Per capire tutta la grandezza che circonda Franca Viola sia come donna, sia come simbolo – anzi simboli – sia come valore, sia come storia in sé, dobbiamo partire da una data e da un numero. Una delle tante che incontreremo in questa pagina di tutto del nostro Belpaese. Fino al 1981, infatti, nel codice penale vigeva un articolo che diceva questo: “Per i delitti preveduti dal capo primo e dall’articolo 530, il matrimonio, che l’autore del reato contragga con la persona offesa, estingue il reato, anche riguardo a coloro che sono concorsi nel reato medesimo; e, se vi è stata condanna, ne cessano l’esecuzione e gli effetti penali”. Diceva, quindi, tradotto per i non giuristi, che una persona colpevole di stupro poteva evitare di andare in prigione se sposava la persona che aveva stuprato. Matrimonio riparatore, si chiama(va).
Lei, invece, non lo ha fatto. Si è opposta al codice e all’insieme delle regole del gioco della società dell’epoca. Quella degli anni ’60, che sulla scia e sull’eco del centrismo, voleva e doveva modernizzarsi. Anche sulla emancipazione e sui diritti delle donne, sul quale era un passo indietro rispetto al resto del vecchio continente.
E lei, appunto, questa donna nata nel 1948 ad Alcamo, nel trapanese, nel bel mezzo di un’altra riforma, quella agraria, e per giunta da una famiglia di coltivatori diretti, da decenni è considerata un esempio di emancipazione, talmente tanto grande da essere stata insignita, l’8 marzo di cinque anni fa, dell’onorificenza di grande Ufficiale dell’Ordine al merito della Repubblica italiana dal presidente Giorgio Napolitano.

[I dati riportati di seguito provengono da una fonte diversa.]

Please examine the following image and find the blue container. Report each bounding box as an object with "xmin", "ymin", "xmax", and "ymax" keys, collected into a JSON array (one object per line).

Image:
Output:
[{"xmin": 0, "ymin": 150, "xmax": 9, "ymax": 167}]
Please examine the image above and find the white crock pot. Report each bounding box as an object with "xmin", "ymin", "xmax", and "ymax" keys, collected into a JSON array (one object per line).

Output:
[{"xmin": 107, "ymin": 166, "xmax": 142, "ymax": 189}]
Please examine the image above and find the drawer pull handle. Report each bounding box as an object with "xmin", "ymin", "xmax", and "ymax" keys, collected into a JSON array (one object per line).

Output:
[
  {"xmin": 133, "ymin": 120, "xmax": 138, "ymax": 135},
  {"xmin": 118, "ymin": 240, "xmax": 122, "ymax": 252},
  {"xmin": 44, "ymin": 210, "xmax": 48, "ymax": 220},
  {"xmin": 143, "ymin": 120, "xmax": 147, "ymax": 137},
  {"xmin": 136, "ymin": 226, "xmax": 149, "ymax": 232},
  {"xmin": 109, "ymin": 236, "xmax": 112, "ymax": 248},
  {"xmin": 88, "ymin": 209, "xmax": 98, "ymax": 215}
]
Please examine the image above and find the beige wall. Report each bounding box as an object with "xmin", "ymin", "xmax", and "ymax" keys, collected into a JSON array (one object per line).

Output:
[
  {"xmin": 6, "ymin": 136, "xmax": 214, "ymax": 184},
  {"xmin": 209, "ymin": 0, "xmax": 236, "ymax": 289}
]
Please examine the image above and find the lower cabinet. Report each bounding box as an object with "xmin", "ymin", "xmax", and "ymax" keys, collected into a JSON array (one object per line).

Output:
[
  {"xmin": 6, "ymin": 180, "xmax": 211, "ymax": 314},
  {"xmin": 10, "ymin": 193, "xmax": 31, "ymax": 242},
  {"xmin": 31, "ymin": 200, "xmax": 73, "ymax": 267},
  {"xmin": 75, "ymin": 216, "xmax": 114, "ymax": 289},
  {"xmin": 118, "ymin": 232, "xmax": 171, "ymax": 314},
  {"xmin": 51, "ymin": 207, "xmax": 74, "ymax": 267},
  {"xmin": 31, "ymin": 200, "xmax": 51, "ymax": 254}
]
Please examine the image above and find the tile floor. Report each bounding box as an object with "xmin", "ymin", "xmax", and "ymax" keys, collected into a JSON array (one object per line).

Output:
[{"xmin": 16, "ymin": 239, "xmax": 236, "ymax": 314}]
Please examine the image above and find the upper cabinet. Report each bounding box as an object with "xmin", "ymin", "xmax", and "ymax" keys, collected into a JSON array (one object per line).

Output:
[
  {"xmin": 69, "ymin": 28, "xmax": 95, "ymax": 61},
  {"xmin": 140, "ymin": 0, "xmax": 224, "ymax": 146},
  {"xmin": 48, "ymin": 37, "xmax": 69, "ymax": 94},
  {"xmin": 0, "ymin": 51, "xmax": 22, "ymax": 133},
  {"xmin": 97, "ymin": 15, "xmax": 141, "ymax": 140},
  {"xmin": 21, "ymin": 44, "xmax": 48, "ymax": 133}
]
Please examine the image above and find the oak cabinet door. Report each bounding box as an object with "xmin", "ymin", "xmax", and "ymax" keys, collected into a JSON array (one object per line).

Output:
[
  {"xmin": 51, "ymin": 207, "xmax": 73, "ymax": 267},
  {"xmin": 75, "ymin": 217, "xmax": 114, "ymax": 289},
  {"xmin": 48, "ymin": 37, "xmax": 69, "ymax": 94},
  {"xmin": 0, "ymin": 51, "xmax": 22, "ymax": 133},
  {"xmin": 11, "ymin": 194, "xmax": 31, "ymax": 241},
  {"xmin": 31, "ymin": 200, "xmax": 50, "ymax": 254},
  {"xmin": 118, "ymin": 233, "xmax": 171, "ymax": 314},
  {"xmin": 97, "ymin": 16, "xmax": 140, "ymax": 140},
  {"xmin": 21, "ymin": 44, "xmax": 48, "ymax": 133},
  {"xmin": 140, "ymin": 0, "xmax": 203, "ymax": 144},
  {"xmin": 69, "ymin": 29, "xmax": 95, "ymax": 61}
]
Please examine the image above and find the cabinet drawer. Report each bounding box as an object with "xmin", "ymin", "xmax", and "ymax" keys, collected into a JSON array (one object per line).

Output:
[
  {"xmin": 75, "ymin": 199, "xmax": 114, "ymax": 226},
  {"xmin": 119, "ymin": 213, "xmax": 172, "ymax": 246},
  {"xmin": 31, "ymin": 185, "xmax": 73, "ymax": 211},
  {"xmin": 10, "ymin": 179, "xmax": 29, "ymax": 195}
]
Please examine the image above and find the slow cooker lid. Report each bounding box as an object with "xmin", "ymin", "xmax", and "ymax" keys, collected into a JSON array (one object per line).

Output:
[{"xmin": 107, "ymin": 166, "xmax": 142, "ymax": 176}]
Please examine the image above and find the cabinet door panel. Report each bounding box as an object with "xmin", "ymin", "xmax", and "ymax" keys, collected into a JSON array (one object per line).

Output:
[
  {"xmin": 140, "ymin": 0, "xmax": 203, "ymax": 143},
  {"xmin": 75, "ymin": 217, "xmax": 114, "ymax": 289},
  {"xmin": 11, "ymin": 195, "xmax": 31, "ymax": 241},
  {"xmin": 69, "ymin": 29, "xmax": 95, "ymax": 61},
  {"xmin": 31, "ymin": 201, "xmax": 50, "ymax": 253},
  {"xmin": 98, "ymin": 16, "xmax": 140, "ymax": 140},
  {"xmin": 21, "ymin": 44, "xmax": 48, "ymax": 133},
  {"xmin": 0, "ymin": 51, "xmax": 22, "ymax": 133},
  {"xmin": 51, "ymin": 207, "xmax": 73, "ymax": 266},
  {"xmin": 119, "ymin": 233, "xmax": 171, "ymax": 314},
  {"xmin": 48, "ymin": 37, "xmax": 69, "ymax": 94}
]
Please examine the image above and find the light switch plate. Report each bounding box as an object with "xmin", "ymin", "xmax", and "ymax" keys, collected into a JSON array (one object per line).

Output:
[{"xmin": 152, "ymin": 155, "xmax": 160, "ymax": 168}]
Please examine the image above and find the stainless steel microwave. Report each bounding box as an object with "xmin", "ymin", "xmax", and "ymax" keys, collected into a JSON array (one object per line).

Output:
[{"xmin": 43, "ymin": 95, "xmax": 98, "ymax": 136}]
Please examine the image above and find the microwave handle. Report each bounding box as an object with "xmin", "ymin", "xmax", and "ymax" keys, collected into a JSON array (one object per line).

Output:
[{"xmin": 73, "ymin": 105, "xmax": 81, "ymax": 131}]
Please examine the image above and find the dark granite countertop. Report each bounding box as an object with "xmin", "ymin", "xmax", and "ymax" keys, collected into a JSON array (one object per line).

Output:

Le date, dicevamo prima. Dal 1981 scendiamo fino al 1965. Ab origine, dunque. È il giorno di Santo Stefano e Filippo Merola, membro di una famiglia benestante e pure mafiosa, ed ex ragazzo di Franca – era stato il padre di lei a volere la rottura del rapporto -, fa irruzione in casa Viola e rapisce l’ex ragazza. Agisce con 12 compagni, aggredisce la mamma dell’ex fidanzata e porta via anche il fratello, Mariano, di appena otto anni, che però rilascia poco dopo. La sorte che tocca a Franca invece è ben diversa: picchiata, lasciata senza viveri e segregata per otto lunghissimi giorni.
Il 1° gennaio 1966, i parenti di Melodia contattano la famiglia Viola per proporre loro il matrimonio riparatore. Papà Bernardo fa finta di accettare, e d’accordo con la polizia, il giorno dopo avviene l’irruzione nell’abitazione dove Franca è tenuta prigioniera e arrestano Melodia.
La famiglia Viola, in realtà, rifiuta seccamente il matrimonio riparatore e Filippo finisce alla sbarra insieme ai complici. È condannato a dieci anni di carcere, ma quando ritrova la libertà è ammazzato a colpi di lupara.
La vita di Franca, invece, ha già preso un’altra piega. Bellissima, per fortuna. Restando nella sua Sicilia e sposando, già nel 1968, Giuseppe Ruisi, suo compaesano e dal quale ha due figli. Ma c’è anche di più: il suo gesto, il suo coraggio, la sua volontà di andare contro le regole e le convenzioni, fanno sì che la norma del codice civile è abrogata nel 1981. Oltre a fare scuola.
E ha pure ispirato un film, “La moglie più bella” di Damiano Damiani del 1970 con una giovanissima Ornella Muti come protagonista.
“Non fu un gesto coraggioso. Ho fatto solo quello che mi sentivo di fare, come farebbe oggi una qualsiasi ragazza: ho ascoltato il mio cuore, il resto è venuto da sé. Oggi consiglio ai giovani di seguire i loro sentimenti; non è difficile. Io l’ho fatto in una Sicilia molto diversa; loro possono farlo guardando semplicemente nei loro cuori”.
Così, qualche anno dopo, in una delle poche interviste concesse, Franca ha parlato di quella incredibile esperienza.